II. Un avertissement inutile sur un pacte mortifère

« Ceci, dit-il d’une voix éclatante en montrant la Peau de chagrin, est le pouvoir et le vouloir réunis. Là sont vos idées sociales, vos désirs excessifs, vos intempérances, vos joies qui tuent, vos douleurs qui font trop vivre ; car le mal n’est peut-être qu’un violent plaisir. » La peau de Chagrin est ici présentée et expliquée. Le pronom démonstratif à valeur déictique (fait de montrer) actualise la situation de discours direct et la focalise sur l’objet en jeu, qui réunit les « deux termes » (à l’exclusion du troisième donc). Il y a une série anaphorique de groupes nominaux, sujets inversés du « là sont » qui répète la valeur déictique, indiquant donc une présence physique, matérielle. La copule (verbe être) indique une équivalence entre le collectif et l’individuel ; les deux sont un plaisir mortifère, avec une souffrance masochiste paradoxale. La vision de l’homme et de la société est réunie dans le principe d’une énergie dont la dépense excessive crée l'abîme.
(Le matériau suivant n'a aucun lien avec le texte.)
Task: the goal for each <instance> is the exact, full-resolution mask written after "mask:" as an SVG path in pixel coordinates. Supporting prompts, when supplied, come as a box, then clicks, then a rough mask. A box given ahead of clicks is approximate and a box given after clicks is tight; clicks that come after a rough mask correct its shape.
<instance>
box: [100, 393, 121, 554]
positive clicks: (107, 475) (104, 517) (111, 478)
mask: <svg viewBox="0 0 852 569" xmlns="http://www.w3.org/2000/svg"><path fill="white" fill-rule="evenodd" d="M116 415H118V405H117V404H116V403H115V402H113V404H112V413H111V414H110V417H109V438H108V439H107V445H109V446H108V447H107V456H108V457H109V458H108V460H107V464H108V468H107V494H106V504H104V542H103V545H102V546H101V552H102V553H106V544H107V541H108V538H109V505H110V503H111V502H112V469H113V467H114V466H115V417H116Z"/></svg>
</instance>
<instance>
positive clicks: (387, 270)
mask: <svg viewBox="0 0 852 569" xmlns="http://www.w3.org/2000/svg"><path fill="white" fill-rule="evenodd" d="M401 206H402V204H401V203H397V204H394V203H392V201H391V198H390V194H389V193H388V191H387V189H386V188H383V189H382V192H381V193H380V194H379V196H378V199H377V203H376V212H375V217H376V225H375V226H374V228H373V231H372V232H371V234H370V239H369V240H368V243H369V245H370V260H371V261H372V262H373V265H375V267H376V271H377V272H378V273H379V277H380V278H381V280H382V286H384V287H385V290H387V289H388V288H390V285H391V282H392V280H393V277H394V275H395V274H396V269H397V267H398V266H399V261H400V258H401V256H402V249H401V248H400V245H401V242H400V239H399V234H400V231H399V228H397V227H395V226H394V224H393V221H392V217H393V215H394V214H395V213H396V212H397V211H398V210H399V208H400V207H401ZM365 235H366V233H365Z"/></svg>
« Qui pourrait déterminer le point où la volupté devient un mal et celui où le mal est encore la volupté ? Les plus vives lumières du monde idéal ne caressent-elles pas la vue, tandis que les plus douces ténèbres du monde physique la blessent toujours ; le mot de Sagesse ne vient-il pas de savoir ? et qu’est-ce que la folie, sinon l’excès d’un vouloir ou d’un pouvoir ? » On a ici une suite de questions rhétoriques : on est donc bien dans un discours direct rhétorique et didactique. L'enchaînement asyndétique (absence de mots de liaison entre les propositions juxtaposées ni entre les phrases) donne une parataxe qui crée un effet d’accumulation, de répétition par couches superposées.

On a l'idée d’une équivalence entre plaisir et souffrance, avec le chiasme « volupté » - « mal », « mal » - « volupté » qui donne bien là une symétrie. Au monde des idées (le domaine du SAVOIR) s’oppose le monde physique de la jouissance et de la possession (VOULOIR et POUVOIR), sur un réseau d’oppositions parfait (« lumières » / « ténèbres » ; « idéal » / « physique » ; « caressent » / « blessent »). Le recours à l’étymologie sert à convaincre (le mot « sagesse » est lié « savoir », car sagesse vient du latin "sapientia", qui lui-même se base sur "sapere", savoir). L'acharnement rhétorique sert à persuader, tout en laissant la main à Raphaël, car c’est bien lui qui doit décider quoi faire de la peau de chagrin, c'est-à-dire de sa vie. On a une double conclusion sous forme de questions, où s'ouvrent un chemin vertueux et un cercle vicieux, une assimilation par la prédication entre la folie et l’excès. La folie s’oppose ici à la sagesse comme moyen de gouverner la vie et la société, par savoir, ou vouloir et pouvoir.

Conclusion

Ce passage propose une leçon de vie qui synthétise la théorie philosophique de Balzac sur l'énergie, au cœur de La Comédie humaine. Selon l'auteur, il existe des énergies créatrices et destructrices : le vouloir et le pouvoir détruisent, tandis que le savoir préserve le capital d'énergie et la puissance créative.

Cependant, Raphaël oubliera rapidement cet échange et sera rattrapé, à la fin du roman, par le pacte fatal conclu avec le talisman.